Barrow (Ditch barrow), Ballynamona, Co. Limerick
Co. Limerick |
Barrows
A field in County Limerick holds a prehistoric cemetery that has almost entirely vanished from view.
What was once a cluster of nine burial mounds, spread across a narrow corridor of wet pasture roughly 240 metres long and 50 metres wide, now leaves virtually no trace on the surface. Satellite imagery captured between 2011 and 2013 shows nothing where the barrows once stood, and more recent aerial photography confirms the same. The landscape has simply absorbed them.

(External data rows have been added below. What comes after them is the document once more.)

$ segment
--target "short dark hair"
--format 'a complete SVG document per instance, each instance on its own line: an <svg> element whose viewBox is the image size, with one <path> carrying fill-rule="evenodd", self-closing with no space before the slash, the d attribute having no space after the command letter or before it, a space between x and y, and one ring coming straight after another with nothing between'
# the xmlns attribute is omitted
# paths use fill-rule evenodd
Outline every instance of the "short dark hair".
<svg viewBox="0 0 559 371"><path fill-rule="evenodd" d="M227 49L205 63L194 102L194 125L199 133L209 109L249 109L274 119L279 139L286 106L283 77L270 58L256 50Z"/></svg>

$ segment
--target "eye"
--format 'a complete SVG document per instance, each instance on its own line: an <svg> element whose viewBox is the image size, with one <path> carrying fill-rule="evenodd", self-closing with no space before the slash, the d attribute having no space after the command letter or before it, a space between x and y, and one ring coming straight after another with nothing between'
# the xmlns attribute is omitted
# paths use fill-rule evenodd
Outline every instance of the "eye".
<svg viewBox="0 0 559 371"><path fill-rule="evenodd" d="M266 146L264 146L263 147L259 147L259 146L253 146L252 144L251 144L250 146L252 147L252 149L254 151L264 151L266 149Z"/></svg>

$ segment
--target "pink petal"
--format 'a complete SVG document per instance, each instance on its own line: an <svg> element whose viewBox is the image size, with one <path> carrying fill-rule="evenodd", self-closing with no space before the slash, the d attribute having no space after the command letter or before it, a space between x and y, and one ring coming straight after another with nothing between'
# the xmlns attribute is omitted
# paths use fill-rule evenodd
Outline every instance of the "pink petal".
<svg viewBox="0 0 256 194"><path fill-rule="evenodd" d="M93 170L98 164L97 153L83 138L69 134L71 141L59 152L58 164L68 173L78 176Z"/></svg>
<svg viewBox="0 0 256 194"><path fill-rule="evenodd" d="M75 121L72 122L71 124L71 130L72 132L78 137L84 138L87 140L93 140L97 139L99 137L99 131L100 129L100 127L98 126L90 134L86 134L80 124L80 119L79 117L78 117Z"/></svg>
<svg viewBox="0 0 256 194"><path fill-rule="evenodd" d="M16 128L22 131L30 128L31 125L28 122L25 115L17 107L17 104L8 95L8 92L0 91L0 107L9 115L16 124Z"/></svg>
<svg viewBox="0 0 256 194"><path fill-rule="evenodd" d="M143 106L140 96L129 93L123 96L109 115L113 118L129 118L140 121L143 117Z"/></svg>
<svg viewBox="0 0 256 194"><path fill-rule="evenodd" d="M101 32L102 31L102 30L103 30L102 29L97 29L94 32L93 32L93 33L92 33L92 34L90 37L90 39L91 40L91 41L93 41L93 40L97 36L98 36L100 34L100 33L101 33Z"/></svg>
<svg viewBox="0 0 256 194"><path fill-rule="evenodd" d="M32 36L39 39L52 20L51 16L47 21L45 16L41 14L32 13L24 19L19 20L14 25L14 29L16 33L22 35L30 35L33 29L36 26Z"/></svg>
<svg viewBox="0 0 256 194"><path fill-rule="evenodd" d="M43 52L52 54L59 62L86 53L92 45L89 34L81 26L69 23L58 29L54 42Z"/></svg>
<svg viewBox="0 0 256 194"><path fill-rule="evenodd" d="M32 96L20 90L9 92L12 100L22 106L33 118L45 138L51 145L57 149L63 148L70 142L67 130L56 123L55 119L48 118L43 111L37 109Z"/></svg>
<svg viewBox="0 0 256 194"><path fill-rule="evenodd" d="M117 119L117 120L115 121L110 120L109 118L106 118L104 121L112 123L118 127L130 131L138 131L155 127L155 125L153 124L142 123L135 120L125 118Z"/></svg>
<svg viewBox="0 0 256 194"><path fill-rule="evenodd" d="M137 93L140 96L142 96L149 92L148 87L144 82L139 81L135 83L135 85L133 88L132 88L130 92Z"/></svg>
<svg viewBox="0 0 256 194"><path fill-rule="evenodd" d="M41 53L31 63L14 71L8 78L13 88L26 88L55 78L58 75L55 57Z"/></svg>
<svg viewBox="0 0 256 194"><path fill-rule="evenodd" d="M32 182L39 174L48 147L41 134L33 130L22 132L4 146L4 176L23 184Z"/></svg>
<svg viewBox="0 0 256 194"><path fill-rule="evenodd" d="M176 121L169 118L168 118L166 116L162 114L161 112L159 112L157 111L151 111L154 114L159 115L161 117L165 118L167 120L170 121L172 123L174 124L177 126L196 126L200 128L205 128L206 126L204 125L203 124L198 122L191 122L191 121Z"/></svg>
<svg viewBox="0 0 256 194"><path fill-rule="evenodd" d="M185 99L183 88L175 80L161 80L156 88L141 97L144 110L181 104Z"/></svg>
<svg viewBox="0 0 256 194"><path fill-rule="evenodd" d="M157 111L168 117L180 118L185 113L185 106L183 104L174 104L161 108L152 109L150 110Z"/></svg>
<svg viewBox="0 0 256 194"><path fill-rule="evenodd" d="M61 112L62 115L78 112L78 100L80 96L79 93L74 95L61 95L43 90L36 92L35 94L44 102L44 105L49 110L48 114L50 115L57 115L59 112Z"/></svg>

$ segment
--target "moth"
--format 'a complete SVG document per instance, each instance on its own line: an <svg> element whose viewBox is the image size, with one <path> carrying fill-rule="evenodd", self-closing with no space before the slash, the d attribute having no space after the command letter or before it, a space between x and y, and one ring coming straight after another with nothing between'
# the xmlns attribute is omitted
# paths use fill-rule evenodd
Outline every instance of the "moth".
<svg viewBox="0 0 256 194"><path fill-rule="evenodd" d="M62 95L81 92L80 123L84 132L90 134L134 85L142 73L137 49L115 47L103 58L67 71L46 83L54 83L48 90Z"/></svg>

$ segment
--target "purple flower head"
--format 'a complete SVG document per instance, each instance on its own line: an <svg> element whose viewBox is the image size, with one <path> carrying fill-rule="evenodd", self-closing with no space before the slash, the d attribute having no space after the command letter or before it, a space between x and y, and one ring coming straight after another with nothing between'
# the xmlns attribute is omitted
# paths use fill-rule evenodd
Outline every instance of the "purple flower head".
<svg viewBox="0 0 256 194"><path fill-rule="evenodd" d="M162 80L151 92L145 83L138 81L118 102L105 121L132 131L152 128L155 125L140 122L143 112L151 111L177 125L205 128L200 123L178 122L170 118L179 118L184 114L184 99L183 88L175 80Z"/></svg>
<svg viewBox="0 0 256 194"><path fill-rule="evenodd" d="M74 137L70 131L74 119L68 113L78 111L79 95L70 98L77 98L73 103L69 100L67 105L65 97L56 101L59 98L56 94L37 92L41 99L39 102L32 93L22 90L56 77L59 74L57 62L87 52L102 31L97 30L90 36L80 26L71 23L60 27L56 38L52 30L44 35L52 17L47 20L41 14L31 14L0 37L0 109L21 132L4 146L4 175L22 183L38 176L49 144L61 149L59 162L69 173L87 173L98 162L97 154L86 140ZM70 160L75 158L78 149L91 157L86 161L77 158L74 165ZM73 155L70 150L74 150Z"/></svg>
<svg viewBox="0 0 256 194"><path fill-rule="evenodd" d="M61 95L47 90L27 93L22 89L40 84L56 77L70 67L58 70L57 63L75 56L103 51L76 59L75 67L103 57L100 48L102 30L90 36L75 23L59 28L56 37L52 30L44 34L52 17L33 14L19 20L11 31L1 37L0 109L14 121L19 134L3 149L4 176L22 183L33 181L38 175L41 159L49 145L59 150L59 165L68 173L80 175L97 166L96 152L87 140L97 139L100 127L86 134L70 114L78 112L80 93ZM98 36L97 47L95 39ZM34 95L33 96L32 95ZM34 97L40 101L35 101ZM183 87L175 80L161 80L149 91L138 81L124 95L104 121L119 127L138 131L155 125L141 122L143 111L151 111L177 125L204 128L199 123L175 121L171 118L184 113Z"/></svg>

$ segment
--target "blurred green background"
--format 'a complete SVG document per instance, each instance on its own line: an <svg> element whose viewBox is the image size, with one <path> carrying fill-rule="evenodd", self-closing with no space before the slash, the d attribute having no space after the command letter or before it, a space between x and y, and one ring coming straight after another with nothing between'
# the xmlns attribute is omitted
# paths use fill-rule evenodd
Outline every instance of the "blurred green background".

A barrow is a raised earthen mound built over a burial, often ringed by a ditch, and they appear across Ireland in considerable numbers from the Bronze Age onwards. What makes the Ballynamona group significant is both its density and its documented excavation history. Six of the nine barrows were investigated in 1934 by Séan P. Ó Ríordáin, whose findings were published two years later. Ó Ríordáin was one of the foremost archaeologists of his generation in Ireland, and his methodical work across sites like this helped establish the frameworks through which Irish prehistoric burial practice is still understood today. The remaining barrow, recorded as site number VI in Field C, was left unexcavated. Whether that decision was practical or deliberate, the record does not say.
The site lies around 40 metres west of a stream, near the townland boundary with Lissard in Co. Limerick. Given that no surface remains are visible, a visit here is less about seeing something than understanding an absence. The wet pasture setting means the ground can be soft underfoot, particularly in the wetter months, so stout footwear is sensible. Those with a serious interest in the site would do well to consult Ó Ríordáin's 1936 publication alongside the location maps compiled by Martin Fitzpatrick and uploaded to the record in September 2021, as these give the clearest picture of where within the field the individual mounds once stood.